In practice, according to the 4th and 5th EU Anti-Money Laundering Directives, EU entities (such as EU funds, asset managers, banks, other regulated institutions, etc.) must complete customer due diligence procedures for each entity they are transacting with. This monitoring covers initial checks on identity (including the beneficial owners) as well as ongoing checks on past and current transactions.
For clients and counterparties located in countries identified as high-risk jurisdictions by the Commission, an enhanced process should systematically apply. This may also imply a systematic analysis of the business rationale on a transaction-by-transaction basis.
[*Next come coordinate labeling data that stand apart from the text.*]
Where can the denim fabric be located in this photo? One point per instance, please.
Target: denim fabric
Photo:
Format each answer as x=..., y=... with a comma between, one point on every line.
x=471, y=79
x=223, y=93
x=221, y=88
It is expected that this should significantly weigh down the day-to-day activities for EU companies transacting with Mauritius companies.
The above should also apply to UK regulated entities regardless of the on-going Brexit process – as the UK government has transposed the EU Anti-Money Laundering Directives and has already accepted to transpose the 5th EU Anti-Money Laundering Directives.
Investment structuring in Africa via Mauritius
Despite efforts from Mauritius to align its laws and practices with the international best practices (including with the OECDs BEPS Action plan (BEPS)) it has still some significant challenges to be carefully monitored and urgently solved.
For a number of years Mauritius has been considered as a suitable jurisdiction to channel investments into Africa. This may not be the case anymore, especially for EU based investors (including funds and asset managers).
The inclusion of Mauritius within the high-risk countries' list for AML purposes will generate (additional) significant risk management requirements for EU investors. Going forward, fund raising efforts of Mauritius funds or holding vehicles towards EU investors may be more challenging.
EU investors and especially European Development Financing Institutions (DFIs) are making strict due diligences of structures in which they invest. Being "black listed" by the Commission for AML purposes, Mauritius may well be significantly impacted going forward.
This is another bad sign for Mauritius. Few months ago some African jurisdictions (e.g. Senegal and Kenya) have challenged double tax treaties concluded with Mauritius. Finally, Senegal has even cancelled its double tax treaty with Mauritius considering that the provisions of the treaty were unbalanced and not in line with current internal standards.
Luxembourg – a natural hub to structure investments from EU investors into
DFIs are currently decisive on the setting-up of investment platforms targeting opportunities on the African continent. It appears that the most active DFIs investing in Africa is the European Investment Bank (EIB) which is headquartered in Luxembourg.
DFIs have recently implemented tax compliance policies in order to make sure that structures in which they invest in are observing the anti-tax avoidance international guidelines as well as the best practices in terms of transparency.
Luxembourg is generally recognized as observing the international requirements both from a tax perspective as well as for transparency purposes. As an illustration Luxembourg has inter alia concluded a economically balanced treaty with Senegal which includes specific guidance and provisions of BEPS while combining influences from both the OECD and the UN models. This double tax treaty entered into force on 14 June 2018 and is effective since 1 January 2019. In parallel, Luxembourg is negociating new double treaties fully in line with the international tax practice with several other African jurisdictions (e.g. Egypt, Ethiopia, Mali or Rwanda).
In light of the above, Luxembourg should therefore become a natural alternative to structure African inbound investments going forward. It may also be strongly recommended to review existing structures where EU investors are holding participations or more generally transacting with Mauritius entities.